Bei Cum-Ex dreht sich alles um Aktienkreisgeschäfte. Banken, spezialisierte Börsenhändler und -makler hatten Wertpapiere mit Dividendenanspruch (»Cum«) und ohne (»Ex«) hin und her verschoben. Durch eine mehrfache Rückerstattung der Kapitalertragsteuer wurden von den Akteuren Milliardengewinne eingefahren und dem Fiskus ein ebensolcher Schaden zugefügt.
In Hamburg sagt man »Cum-Ex«
In Hamburg besitzt der Cum-Ex-Skandal eine lokale Note. Geklärt werden soll die Frage, warum der Hamburger Senat und die hamburgische Steuerverwaltung bereit waren, Steuern in Millionenhöhe mit Blick auf die Geschäfte (zunächst) verjähren zu lassen. Und inwieweit es dafür politische Einflussnahmen aus dem Rathaus gab.
Die 1798 gegründete Hamburger Privatbank M. M. Warburg führte nach eigenen Angaben Cum-Ex-Geschäfte in den Jahren 2007 bis 2011 durch. Warburg soll sich insgesamt 161 Millionen Euro Steuern zu Unrecht zurückerstattet haben lassen. Anfang 2016 ermittelte die Staatsanwaltschaft Köln dazu und durchsuchte Büros der Bank und von deren Vorsitzenden Christian Olearius. Ein Prozess gegen den Banker, der seine Schuld bestritt, wurde im Juni dieses Jahres vom Bonner Landgericht wegen der angeschlagenen Gesundheit des 82-Jährigen eingestellt. Die Bank selbst gibt sich längst schuldbewusst: »Die steuerliche Beurteilung der Cum-Ex-Geschäfte durch die Warburg Gruppe hat sich als falsch erwiesen.« Mit Zahlungen im Jahr 2020 seien die Steuerforderungen (plus Hinterziehungszinsen) in der Sache allerdings beglichen worden.

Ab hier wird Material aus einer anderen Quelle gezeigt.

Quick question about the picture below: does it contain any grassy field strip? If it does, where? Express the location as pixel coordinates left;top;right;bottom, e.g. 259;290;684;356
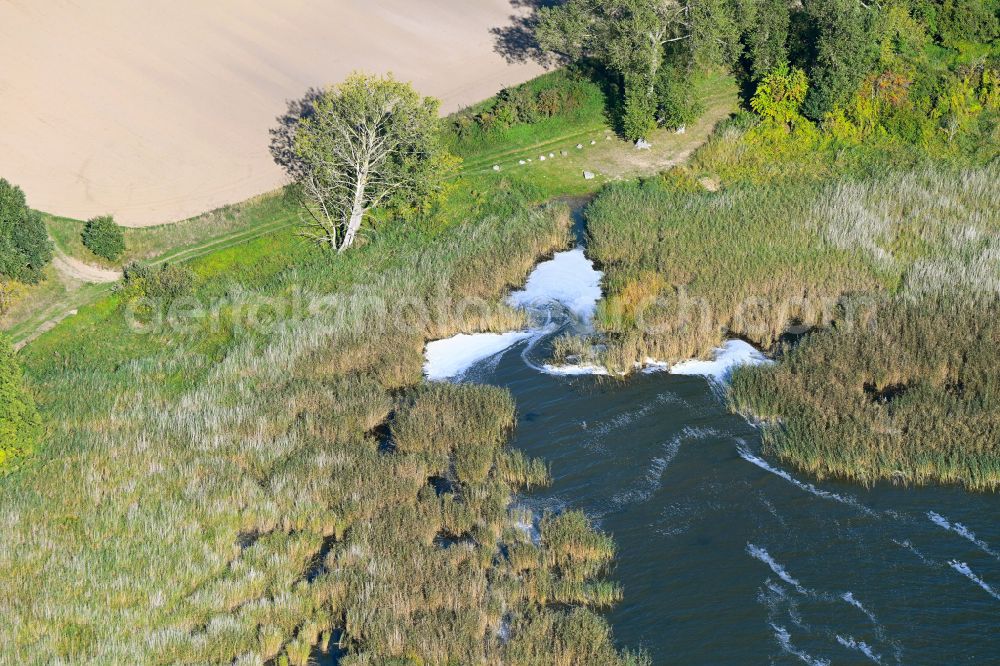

Linkspartei vermutet politische Einflussnahme
Damit könnte die Geschichte zu Ende sein, wären da nicht die Ermittlungen der Kölner Steuerbeamten um die ehemalige, mittlerweile international bekannte Oberstaatsanwältin Anne Brorhilker. Die Kölner Ermittler sandten ihre Erkenntnisse in die Hansestadt. Im Oktober 2016 reagierte das Hamburger Finanzamt für Großunternehmen und erhob eine Millionenforderung. Innerhalb weniger Wochen kam es dann aber zu einer Kehrtwende: Die Stadt ließ die Rückforderung der hinterzogenen Steuergelder scheinbar verjähren.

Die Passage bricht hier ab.